Clearance plans, fraud: Urssaf checks intensify

Since the beginning of the year, Urssaf has been stepping up its checks on companies. The aim is both to combat fraud and to recover social security contributions from companies affected by the health crisis.

Fraud prevention and non-fraudulent debt collection

While companies in difficulty still benefit from a certain degree of leniency, those who have taken the risk of fraudulently taking advantage of the various public support schemes are exposed to heavy penalties.

Since the beginning of the year, Urssaf has been focusing on the recovery of unpaid debts and the fight against fraud. One of the most common types of fraud, even if the number of companies involved is small, is short-time working.

Taking advantage of the winter epidemic rebound and the return to teleworking, some companies have chosen to put their employees on partial activity while continuing to make them work, which is strictly forbidden. Urssaf is extremely vigilant in detecting this kind of fraudulent practice.

Since January, the emphasis has also been on the recovery of non-fraudulent unpaid invoices. While the Urssaf had already shown flexibility in March 2020, at the very start of the health crisis, by suspending forced recoveries, these resumed in July 2021, but were limited to situations of concealed work.

From now on, companies that have still not begun to repay their debts, despite the payment plans and personalized payment schedules offered from the beginning of 2021, can hardly expect the same tolerance from Urssaf.


Particular flexibility for companies hardest hit by the crisis

The collection of social security debts has intensified since last October. In the first instance, it has targeted those companies most spared by the health crisis, considered by Urssaf to be in a position to settle their outstanding debts.

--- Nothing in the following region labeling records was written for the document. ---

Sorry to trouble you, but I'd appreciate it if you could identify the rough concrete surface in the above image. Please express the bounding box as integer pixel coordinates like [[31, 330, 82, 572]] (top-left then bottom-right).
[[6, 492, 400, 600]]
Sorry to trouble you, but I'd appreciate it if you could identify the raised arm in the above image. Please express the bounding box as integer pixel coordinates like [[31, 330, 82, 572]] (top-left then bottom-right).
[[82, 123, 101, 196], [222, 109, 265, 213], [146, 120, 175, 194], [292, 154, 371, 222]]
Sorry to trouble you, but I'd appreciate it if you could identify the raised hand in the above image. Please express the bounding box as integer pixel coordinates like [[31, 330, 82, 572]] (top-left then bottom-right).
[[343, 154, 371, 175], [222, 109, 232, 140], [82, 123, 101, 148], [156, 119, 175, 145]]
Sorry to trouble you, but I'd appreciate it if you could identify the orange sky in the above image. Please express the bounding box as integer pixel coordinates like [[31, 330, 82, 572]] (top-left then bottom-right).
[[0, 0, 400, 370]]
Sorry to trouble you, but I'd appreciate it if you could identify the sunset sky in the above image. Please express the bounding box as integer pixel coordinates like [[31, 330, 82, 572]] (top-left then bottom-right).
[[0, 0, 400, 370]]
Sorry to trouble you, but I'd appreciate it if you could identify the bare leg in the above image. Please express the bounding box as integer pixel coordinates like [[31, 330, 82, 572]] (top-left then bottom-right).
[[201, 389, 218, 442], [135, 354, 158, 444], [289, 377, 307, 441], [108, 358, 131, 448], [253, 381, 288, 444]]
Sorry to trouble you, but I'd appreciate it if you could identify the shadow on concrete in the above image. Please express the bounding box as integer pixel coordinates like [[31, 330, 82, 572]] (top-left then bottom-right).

This focus, coupled with the flexibility afforded by repayment schedules that can be spread over a maximum of 36 months without penalty, has paid off, with very few requests for renegotiation after the repayment plans have been submitted.

But while social debt is declining over time and monthly installments, it remains very high. In the Hauts-de-France region alone, corporate debt still stood at 559 million euros in December 2021, compared with 615 million euros in May. Social debt amounts to 11 billion euros nationwide.

Furthermore, the companies most affected by the health crisis are still in a fragile state. This is particularly true of companies in the catering, tourism and events sectors.

For these companies, Urssaf is showing greater flexibility: proposals for payment plans have been sent to them since January, and will continue to be sent until May. Payment schedules are not limited to 36 months, but to 5 years, in line with the government decree.

While the profile of the companies concerned by these new payment plans gives rise to fears of an increase in unpaid debts, Urssaf puts this into perspective. This wave of unpaid bills, already feared in 2021, did not occur in the end, and forced collection procedures remained exceptional, concerning companies that were mostly in difficulty even before the start of the health crisis.